Limits on an Integral of a semi-circle

ZedCar

1. The problem statement, all variables and given/known data

A question asks to calculate the integral over the region R given by:

x^2 + y^2 <= 4
0 <= y <= 2

Which would be the upper half of a circle of radius 2 centred on the origin.

The integral is done in the book I have and the limits of x are given as -2 to 2, which I can understand.

Though the limits for y are given as: 0 to (4 - x^2)^0.5

I can see that they have obtained this limit from rearranging the first part of the region R.

BUT, why is the limit for y not 0 to 2. Or alternatively, if what they have done is correct, why is it not equally valid to state the limits for x are: 0 to (4 - y^2)^0.5



2. Relevant equations



3. The attempt at a solution

algebrat

When integrating over a region, we need to hit each point in the region exactly once, and no other points.

So your recipe is, for each x betwen -2 and 2, (hold x fixed and) integrate over y=0 to 2. But then you would hit all points in a rectangle, not the semicircle.

You'll hit each point in the semicircle once if, for each x between -2 and 2, you go from y= 0 to the upper circle.

If this seemed to make sense, here's some exercises to check that you understand.

Try switching order of integration, that is, for each y in between (which values?), let x runf from where to where, thus hitting each point in the region.
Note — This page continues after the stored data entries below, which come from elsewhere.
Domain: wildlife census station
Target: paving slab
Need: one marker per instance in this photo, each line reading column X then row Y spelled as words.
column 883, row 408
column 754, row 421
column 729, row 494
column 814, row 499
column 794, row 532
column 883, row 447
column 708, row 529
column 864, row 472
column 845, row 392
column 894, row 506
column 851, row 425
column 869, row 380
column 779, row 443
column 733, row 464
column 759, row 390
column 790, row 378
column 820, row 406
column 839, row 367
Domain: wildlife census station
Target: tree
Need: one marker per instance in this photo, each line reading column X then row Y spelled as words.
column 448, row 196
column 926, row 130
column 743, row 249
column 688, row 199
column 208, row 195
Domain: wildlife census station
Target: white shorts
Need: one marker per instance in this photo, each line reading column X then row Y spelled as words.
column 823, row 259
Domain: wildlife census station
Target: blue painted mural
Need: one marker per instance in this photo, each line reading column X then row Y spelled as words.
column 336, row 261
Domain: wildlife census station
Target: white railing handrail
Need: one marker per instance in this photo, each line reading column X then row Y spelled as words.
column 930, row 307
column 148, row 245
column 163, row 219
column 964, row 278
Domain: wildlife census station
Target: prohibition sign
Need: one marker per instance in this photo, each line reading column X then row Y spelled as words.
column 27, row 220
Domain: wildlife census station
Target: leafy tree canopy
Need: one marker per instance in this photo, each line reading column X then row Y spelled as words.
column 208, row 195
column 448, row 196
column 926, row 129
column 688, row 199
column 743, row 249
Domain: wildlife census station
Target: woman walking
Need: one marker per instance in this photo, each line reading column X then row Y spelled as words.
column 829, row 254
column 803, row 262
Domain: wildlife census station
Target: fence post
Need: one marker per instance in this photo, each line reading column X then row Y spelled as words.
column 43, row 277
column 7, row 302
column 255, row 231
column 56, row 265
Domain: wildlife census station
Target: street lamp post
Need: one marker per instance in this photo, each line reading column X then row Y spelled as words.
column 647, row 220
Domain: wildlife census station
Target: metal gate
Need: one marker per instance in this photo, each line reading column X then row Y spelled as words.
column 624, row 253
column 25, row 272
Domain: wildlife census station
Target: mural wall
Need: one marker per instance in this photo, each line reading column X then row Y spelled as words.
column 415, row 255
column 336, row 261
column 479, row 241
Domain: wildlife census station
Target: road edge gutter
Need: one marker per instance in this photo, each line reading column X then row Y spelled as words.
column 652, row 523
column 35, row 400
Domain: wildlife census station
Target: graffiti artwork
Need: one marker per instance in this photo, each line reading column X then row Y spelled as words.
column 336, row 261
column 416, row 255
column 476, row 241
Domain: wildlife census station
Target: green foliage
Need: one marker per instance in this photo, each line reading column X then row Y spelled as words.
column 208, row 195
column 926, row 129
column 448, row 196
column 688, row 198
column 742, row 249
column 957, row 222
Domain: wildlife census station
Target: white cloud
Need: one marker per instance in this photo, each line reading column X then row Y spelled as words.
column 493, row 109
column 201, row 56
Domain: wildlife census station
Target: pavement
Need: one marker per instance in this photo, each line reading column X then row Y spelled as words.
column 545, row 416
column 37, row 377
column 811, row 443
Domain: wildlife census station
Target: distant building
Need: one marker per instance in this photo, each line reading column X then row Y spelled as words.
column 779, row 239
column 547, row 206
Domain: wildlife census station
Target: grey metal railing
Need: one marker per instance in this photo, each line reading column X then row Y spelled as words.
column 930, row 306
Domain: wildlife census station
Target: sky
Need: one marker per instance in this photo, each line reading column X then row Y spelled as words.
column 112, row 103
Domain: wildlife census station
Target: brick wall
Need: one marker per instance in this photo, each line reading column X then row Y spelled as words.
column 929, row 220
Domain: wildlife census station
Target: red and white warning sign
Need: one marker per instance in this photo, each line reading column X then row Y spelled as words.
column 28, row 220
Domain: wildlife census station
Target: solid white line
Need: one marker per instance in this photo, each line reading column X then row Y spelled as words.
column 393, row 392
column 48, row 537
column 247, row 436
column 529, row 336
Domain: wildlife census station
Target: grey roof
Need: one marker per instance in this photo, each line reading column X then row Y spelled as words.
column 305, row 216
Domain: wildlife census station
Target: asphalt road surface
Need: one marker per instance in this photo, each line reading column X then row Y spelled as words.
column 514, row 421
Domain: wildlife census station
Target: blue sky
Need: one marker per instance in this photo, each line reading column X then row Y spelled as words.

Another exercise. In the original limits, hold x fixed and let y vary, why do we take x goes from -2 to 2. Why not a smaller or larger region, what exactly would be wrong with that, how geometrically or by what type of value would it change the answer. (Hint: integration works if we hit each point in region exactly once, and no others.)

tiny-tim

Hi ZedCar!
It is, if the y limits are -2 to 2.

You can have vertical slices of thickness dx and height √(4 - x²)

or horizontal slices of thickness dy and width √(4 - y²).